How Thirst Gave Me Perspective On What Matters Most


Andrew Clair

Withered trees surrounded parts of the trail, giving much needed protection from the intense rays of desert sun.

Andrew Clair, Assistant Editor

Smoke drifted in from wildfires farther south, graying out the otherwise beautiful sunset, coating the sky above me while strangling my lungs with each breath. As I desperately strode for the freshwater that I eventually would find babbling from a hillside spring, I began to realize that much of the struggle I experienced previously, back home, had been manufactured by school or the expectations I “needed” to live up to, whereas the thirst I felt now struck me as starkly real. Much of the 400 mile Oregon section of the Pacific Crest Trail had been desert, and I commonly found myself with no water source for up to 10 miles; sometimes 20 miles in particularly dry areas where the fauna was long shriveled into nothing. 

I had failed to ration my water properly, and came to regret it more with each passing moment.

Smoke nestled into the valley, coating the sky and lungs of each hiker traveling though. (Andrew Clair)

Though my boundless daydreams of water were often comforting and sweet, they increasingly left me disappointed when confronted with the reality that there is, in fact, no oasis, real or imaginary, in sight. Consequently, my skin was dry and hot to the touch, and my insides felt like a burning flask long emptied of any substance, yearning for the satiating relief of water. 

In an ironic twist, even with 21st-century technology at my fingertips connected directly to a satellite allowing me to communicate with nearly anyone anywhere in the world, water, the most basic, necessary, and inexpensive commodity, was painfully far from reach. Like clockwork I reached for my phone, for what must have been the seventh time that mile, and gave another peek at the distance so innocently placed near the water drop icon, symbolizing the next source to filter water…

12 miles further.

Despite the intense desire to reach my destination and relieve the overwhelming ache that swelled in the pit of my stomach, I found myself drawn to the soft beds of grass that hadn’t quite been eradicated by the wildfires years before, sparsely scattered across the landscape, poking out from the otherwise desolate trail. The trees, though far and few between, and often looking as wilted as the scenery itself, still provided a modicum of comforting shade.

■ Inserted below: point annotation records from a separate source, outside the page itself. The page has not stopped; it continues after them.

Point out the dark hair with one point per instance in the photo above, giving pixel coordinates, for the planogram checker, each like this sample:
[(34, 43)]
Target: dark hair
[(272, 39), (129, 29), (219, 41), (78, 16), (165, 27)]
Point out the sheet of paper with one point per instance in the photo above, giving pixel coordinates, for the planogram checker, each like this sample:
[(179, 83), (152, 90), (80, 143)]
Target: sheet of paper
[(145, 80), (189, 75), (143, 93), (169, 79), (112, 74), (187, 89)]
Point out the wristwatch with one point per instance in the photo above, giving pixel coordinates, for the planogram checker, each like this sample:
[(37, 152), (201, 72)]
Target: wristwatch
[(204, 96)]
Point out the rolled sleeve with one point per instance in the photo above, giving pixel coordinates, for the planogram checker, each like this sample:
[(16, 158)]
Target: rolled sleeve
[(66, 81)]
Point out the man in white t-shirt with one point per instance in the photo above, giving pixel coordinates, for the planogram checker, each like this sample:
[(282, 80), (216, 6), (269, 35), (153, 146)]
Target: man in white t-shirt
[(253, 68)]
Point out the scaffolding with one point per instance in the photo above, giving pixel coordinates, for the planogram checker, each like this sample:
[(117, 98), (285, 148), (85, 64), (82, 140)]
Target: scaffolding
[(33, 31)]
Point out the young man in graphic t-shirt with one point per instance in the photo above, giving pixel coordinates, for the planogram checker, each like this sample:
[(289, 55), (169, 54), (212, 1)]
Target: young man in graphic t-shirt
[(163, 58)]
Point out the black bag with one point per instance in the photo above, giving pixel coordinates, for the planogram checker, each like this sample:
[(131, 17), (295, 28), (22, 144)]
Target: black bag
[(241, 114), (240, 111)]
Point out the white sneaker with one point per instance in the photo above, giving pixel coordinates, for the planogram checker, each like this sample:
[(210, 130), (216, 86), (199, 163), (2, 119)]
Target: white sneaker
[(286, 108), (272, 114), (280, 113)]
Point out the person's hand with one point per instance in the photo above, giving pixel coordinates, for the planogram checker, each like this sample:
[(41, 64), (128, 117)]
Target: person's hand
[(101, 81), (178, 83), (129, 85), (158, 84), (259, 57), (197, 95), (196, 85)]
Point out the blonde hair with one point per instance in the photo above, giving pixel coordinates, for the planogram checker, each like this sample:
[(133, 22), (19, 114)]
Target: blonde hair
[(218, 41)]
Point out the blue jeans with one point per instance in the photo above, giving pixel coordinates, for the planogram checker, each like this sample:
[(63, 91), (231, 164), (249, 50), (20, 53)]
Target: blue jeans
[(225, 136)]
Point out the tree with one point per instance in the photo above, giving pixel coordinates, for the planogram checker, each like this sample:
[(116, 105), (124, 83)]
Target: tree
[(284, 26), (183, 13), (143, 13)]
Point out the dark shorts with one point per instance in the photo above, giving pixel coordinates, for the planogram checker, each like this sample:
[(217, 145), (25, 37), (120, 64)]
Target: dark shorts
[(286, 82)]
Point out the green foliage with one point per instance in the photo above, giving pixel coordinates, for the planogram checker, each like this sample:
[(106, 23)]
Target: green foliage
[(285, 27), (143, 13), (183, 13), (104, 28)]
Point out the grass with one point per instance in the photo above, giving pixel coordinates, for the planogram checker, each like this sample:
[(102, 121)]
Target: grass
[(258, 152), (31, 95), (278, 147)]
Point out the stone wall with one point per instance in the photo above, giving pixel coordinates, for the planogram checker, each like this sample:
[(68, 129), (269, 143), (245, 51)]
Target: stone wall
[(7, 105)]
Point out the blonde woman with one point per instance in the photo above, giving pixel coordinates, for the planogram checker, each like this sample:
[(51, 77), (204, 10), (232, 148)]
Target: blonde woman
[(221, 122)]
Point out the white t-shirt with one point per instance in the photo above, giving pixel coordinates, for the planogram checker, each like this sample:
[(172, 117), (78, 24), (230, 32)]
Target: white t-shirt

Scree stretched across the landscape for miles, baking in the summer heat. (Andrew Clair)

Commonly this conflict occurred; on one hand, I knew slowly reclining into my backpack and resting in the shade would provide a moment of relief from the sun, and on the other hand, surrendering to the trail would only diffuse the momentum I needed to reach my destination. I chose temptation.

Separated from civilization for nearly three weeks, I found ordeals on the trail, though not as drastic as this, consistently revealing the power of the raw perspective we find in struggle, connection with others, and the pursuit of the passions we have regardless of profit or praise.

I was completely alone; my sweaty hands gripping the trekking poles with every step, my feet bruised and battered from the relentless days I had to endure, my eyes readily fixed on the craggy trails leading off into oblivion, and most importantly my existence only perceived by my own mind and heart, completely distanced from the ideals of success American culture is so foundationally based upon.

This disconnection from society was the cornerstone of my growth. Where I once chased the approval of my teachers to obtain the highest grade, I now simply did what was necessary to keep hiking to the next mound of sand or the next windy crest. I find my peers often treating that one missing homework assignment or that C test grade as if it were the missing water from their trail. Luckily, it never is.

Here in this untamed wilderness I found myself slowly coming to the terrifying realization that the things we value so much — our social status, our material wealth, the grades we get, or the titles we have — all pale in comparison to the mighty mountains that towered above me with their icy peaks and tranquil glacial streams. Ironically it was there in the desert, and in so many other places where I craved water, food, and social interaction, that I found what I believe American society to be desperately thirsting for.